Partnerschaft mit Rumänien

 

I

Im Oktober 2000 bat Josef Schlusche aus Stuttgart seinen Bruder Gebhard, Mitglied der Kolpingsfamilie Burgdorf, mit ihm Tischlereimaschinen nach Hodac zu einer kleinen Kolpingsfamilie in Rumänien zu bringen.


Für diese erste Fahrt von 1.400 Kilometern benötigten die beiden drei Tage, da es wegen der Schenkung an den Grenzen erhebliche Probleme gab. In Hodac wurde zu der Zeit eine Tischlereiwerkstatt hergerichtet.

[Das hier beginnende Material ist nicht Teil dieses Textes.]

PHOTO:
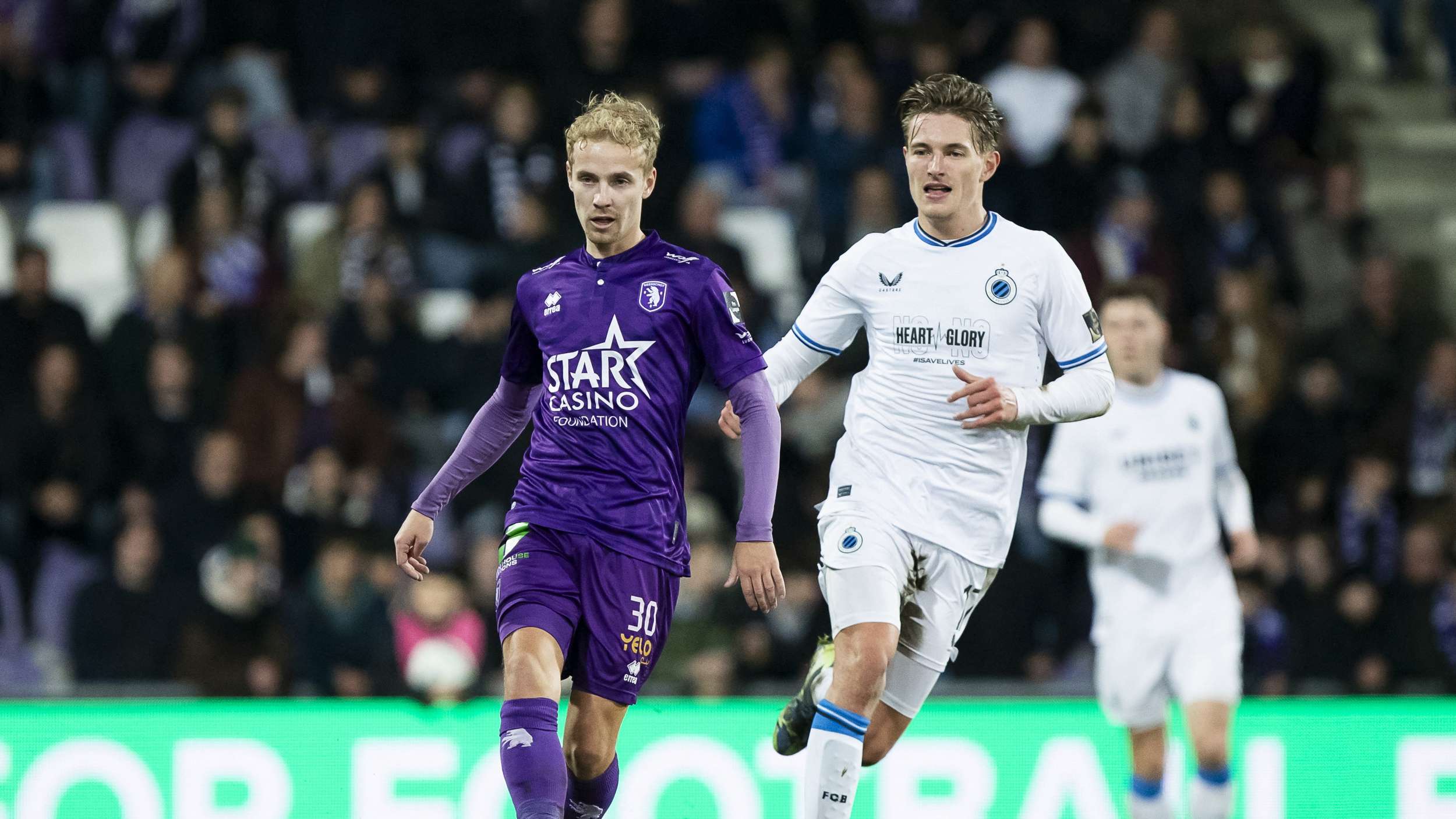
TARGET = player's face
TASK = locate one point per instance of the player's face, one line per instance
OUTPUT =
(607, 182)
(945, 170)
(1135, 337)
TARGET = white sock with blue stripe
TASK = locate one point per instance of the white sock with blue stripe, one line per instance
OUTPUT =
(832, 761)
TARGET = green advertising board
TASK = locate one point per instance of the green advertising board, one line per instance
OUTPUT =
(697, 760)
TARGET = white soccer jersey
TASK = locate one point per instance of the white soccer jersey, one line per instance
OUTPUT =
(1161, 458)
(995, 303)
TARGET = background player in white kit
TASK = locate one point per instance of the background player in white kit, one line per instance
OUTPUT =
(1146, 489)
(922, 500)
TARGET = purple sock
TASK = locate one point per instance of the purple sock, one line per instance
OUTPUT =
(592, 799)
(531, 758)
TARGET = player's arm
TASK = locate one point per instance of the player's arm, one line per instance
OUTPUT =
(828, 324)
(1231, 492)
(1072, 333)
(493, 430)
(737, 366)
(1065, 487)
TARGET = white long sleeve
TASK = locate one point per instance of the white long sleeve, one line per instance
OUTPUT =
(1081, 393)
(1065, 521)
(790, 363)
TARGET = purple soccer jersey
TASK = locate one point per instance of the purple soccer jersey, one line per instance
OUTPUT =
(619, 346)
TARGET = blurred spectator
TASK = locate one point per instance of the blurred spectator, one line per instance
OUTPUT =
(164, 314)
(1378, 340)
(126, 627)
(376, 344)
(1309, 596)
(162, 433)
(232, 257)
(439, 639)
(225, 159)
(33, 318)
(1413, 639)
(203, 509)
(1359, 645)
(1034, 92)
(1328, 241)
(56, 457)
(747, 130)
(1266, 642)
(342, 640)
(1302, 443)
(1232, 236)
(1369, 527)
(234, 643)
(1139, 83)
(334, 269)
(1248, 349)
(1128, 241)
(1268, 101)
(1079, 174)
(1433, 426)
(295, 404)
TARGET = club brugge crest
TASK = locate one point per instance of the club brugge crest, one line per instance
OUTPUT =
(653, 296)
(1001, 288)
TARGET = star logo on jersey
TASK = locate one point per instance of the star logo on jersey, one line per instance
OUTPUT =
(1001, 288)
(603, 376)
(653, 296)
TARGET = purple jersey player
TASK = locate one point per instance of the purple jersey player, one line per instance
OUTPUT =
(605, 352)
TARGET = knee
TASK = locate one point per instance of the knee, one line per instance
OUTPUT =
(875, 750)
(587, 760)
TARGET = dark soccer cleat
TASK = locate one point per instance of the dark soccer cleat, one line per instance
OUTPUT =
(791, 733)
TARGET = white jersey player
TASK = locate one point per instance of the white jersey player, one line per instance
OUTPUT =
(1146, 487)
(960, 303)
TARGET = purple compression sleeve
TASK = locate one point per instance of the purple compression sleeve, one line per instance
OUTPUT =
(493, 430)
(753, 403)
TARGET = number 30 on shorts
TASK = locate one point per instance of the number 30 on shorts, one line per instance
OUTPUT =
(644, 614)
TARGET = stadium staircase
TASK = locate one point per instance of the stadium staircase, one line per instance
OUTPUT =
(1404, 130)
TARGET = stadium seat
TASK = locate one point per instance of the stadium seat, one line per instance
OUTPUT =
(88, 245)
(306, 222)
(75, 162)
(152, 236)
(286, 149)
(441, 312)
(6, 254)
(353, 152)
(146, 150)
(769, 254)
(459, 147)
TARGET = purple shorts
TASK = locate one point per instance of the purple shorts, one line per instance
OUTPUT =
(609, 612)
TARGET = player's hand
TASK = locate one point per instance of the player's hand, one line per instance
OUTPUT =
(1245, 550)
(756, 570)
(986, 401)
(1120, 536)
(729, 422)
(409, 544)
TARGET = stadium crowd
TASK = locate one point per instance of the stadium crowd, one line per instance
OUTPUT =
(206, 492)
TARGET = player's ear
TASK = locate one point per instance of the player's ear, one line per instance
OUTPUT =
(992, 164)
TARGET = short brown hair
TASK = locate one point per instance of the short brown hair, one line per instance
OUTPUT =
(619, 120)
(953, 94)
(1139, 288)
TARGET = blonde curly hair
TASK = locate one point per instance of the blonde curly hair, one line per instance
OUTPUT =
(619, 120)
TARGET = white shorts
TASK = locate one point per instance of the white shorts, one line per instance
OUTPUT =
(1190, 652)
(874, 571)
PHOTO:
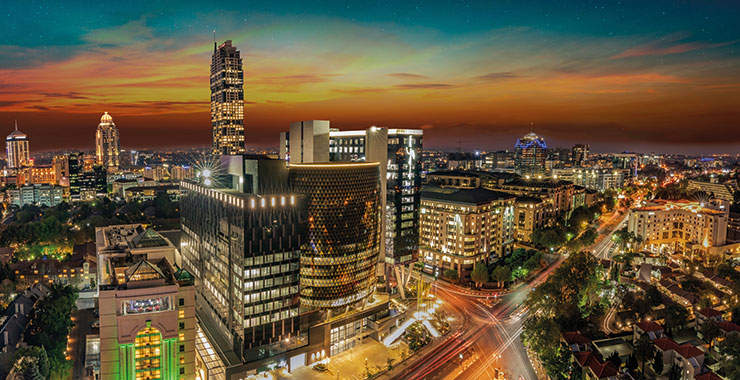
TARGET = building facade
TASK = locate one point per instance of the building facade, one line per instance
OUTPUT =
(38, 194)
(682, 226)
(148, 324)
(460, 227)
(107, 143)
(242, 242)
(530, 153)
(398, 151)
(338, 261)
(16, 146)
(227, 100)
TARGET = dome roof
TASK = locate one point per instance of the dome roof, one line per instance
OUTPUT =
(106, 119)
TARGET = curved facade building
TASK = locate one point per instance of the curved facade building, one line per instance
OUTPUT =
(340, 254)
(107, 143)
(530, 154)
(16, 145)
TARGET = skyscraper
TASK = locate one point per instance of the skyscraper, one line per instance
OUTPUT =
(227, 100)
(339, 259)
(16, 145)
(107, 143)
(530, 154)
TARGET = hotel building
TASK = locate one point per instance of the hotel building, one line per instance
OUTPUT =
(227, 100)
(398, 151)
(460, 227)
(16, 146)
(693, 228)
(107, 143)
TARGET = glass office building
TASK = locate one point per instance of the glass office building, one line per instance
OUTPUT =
(338, 261)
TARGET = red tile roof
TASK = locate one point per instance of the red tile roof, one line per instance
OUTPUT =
(649, 326)
(689, 351)
(707, 376)
(575, 337)
(710, 313)
(728, 326)
(601, 370)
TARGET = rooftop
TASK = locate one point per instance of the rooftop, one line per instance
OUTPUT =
(475, 196)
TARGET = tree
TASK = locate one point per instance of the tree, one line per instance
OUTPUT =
(658, 363)
(389, 362)
(710, 331)
(501, 274)
(479, 274)
(643, 350)
(549, 237)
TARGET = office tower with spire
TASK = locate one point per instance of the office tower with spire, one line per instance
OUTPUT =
(227, 100)
(107, 143)
(16, 145)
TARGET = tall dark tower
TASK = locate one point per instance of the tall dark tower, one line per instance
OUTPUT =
(227, 100)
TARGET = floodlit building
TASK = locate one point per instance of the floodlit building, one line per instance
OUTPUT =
(530, 154)
(579, 154)
(689, 227)
(284, 259)
(594, 179)
(460, 227)
(16, 146)
(107, 143)
(227, 99)
(147, 320)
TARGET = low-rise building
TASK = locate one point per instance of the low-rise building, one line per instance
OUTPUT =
(688, 227)
(148, 193)
(148, 324)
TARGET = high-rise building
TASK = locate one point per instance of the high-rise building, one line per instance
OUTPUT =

Im 200 Kilometer entfernten Brasov (Kronstadt) begannen die Schlusches im Mai 2001 ein zweites Projekt. Im Ort der Zentrale des rumänischen Kolpingwerkes wurde für eine Baumschule ein Grundstück gekauft, beackert und mit 300 aus Deutschland mitgebrachten Bäumen bepflanzt. Anschließend wurde das Grundstück von den engagierten Kolpingbrüdern aus Burgdorf und Stuttgart eingezäunt, ein Container als Geräteraum aufgestellt und eine vor Ort hergestellte Holztoilette errichtet. Ende April 2002 fuhren die Brüder erneut mit 2.000 Sträuchern und Bäumen nach Brasov, um die Baumschule zu erweitern. Die Kolpingsfamilie Burgdorf unterstützte die beiden Projekte mit Geld- und Sachspenden.

 

Im Jahr 2004 waren die Projekte im Großen und Ganzen abgeschlossen. Der Vorstand der Kolpingsfamilie Burgdorf suchte daraufhin nach einem neuen Betätigungsfeld in Rumänien, da man ja hierhin nun schon einmal Kontakte geknüpft hatte. Bei einem Treffen von Vertretern der Kolpingwerke Deutschlands, Rumäniens, Italiens, Österreichs und der Schweiz in Münsterschwarzach knüpften die Burgdorfer weitere Kontakte. Mit dem Zentralsekretär des rumänischen Kolpingwerkes, Eduard Dobre, wurde eine weitere Zusammenarbeit verabredet. Verbindungen zur Kolpingsfamilie nach Sebes (Mühlbach) wurden geknüpft. Aus dieser Region kamen im August des Jahres 2005 aus Anlass des XX. Welt-jugendtages 27 Jugendliche in die Auestadt zu den "Tagen der Begegnung". Diese fanden im Vorfeld des Glaubensfestes, an dem insgesamt mehr als eine Millionen Menschen teilnahmen, in den Diözesen statt.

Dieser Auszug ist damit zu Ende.